Mr. ROBERTSON. As an economist, you ought to know.

Mr. CROWTHER. I did not come here with any details.

Mr. ROBERTSON. Is it a fact in the trade agreements with Canada the duties on some 900 items were reduced, or is it that somebody's grandmother had gray hair?

Mr. CROWTHER. I do not remember as of record.

Mr. ROBERTSON. Is it a fact after those duties on our exports were reduced, our trade with Canada immediately increased; is that a fact or not?

Mr. CROWTHER. I would have to see whether it increased in quantum or in price.

Mr. ROBERTSON. All right. Let us take up the question of theory that you mentioned. Since you are a man of letters, I am sure that you are familiar with Robert Browning's Andrea del Sarto.

Mr. CROWTHER. I am not a man of letters, and I am most emphatically not cultured. I disclaim all culture.

Mr. ROBERTSON. You are familiar with that little poem, are you not? Mr. CROWTHER. Not in the least, no.

Mr. ROBERTSON. It is a very beautiful poem, and I commend it to you because in that poem Robert Browning, in beautiful language, describes the essential differences between Andrea del Sarto, the perfect technician, and Raphael, who got the assignment to adorn the dome of St. Peter's because Raphael had a soul. One had vision, the other had no vision. One was a perfect technician, the other had a reach that exceeded his grasp.

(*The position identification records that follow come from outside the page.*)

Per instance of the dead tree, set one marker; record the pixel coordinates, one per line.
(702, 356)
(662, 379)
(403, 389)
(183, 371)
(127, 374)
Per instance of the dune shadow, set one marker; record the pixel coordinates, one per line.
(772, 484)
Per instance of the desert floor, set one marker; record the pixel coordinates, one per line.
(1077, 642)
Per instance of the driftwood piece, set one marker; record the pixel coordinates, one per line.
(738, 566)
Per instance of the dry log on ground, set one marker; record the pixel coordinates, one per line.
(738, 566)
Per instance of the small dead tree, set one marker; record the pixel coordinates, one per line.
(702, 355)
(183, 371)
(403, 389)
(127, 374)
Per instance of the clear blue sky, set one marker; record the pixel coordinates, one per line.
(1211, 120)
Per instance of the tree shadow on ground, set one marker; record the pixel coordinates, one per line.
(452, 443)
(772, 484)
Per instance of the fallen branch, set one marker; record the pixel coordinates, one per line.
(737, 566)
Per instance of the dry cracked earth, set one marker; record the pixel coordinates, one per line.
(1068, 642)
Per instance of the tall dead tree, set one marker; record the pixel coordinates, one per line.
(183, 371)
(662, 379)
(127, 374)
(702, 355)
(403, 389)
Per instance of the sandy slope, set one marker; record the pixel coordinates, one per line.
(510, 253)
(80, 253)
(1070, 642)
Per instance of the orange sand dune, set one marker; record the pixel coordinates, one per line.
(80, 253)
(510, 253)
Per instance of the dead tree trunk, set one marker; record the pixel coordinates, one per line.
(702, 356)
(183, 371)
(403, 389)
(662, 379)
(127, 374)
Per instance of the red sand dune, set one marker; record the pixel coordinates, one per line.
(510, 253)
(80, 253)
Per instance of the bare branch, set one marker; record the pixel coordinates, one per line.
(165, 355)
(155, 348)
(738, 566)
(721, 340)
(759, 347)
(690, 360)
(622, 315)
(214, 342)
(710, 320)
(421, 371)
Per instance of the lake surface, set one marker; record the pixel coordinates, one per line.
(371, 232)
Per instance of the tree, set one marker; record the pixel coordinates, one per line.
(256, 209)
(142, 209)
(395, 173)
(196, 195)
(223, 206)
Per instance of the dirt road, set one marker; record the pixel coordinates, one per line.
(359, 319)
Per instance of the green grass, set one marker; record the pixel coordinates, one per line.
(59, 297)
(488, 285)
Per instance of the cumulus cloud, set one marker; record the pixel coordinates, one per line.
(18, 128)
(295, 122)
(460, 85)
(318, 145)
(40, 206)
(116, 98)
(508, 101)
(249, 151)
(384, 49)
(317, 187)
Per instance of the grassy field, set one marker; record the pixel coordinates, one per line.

Now, we come to your book to see what is your essential viewpoint about foreign trade in general, because if we get your viewpoint I do not think any statistics that you produce or that we will produce in opposition to them will be very essential. The American people next year will undoubtedly vote on the question of international cooperation, whether we shall have it in the post-war era or not, and a part of that broader program will be the question of freer international trade. At that time the American people, I assume, will want to know from those who seek to counsel, advise, and lead them, what is your fundamental attitude toward the question of international trade; and are you speaking from your heart, or from your larynx.

Let us take up a few passages from that interesting book that you

sent out.

Mr. CROWTHER. Will I have to decide the source of my voice?

Mr. ROBERTSON. Oh, no; I will do that.

Mr. CROWTHER. That will simplify matters if I do not have to do that.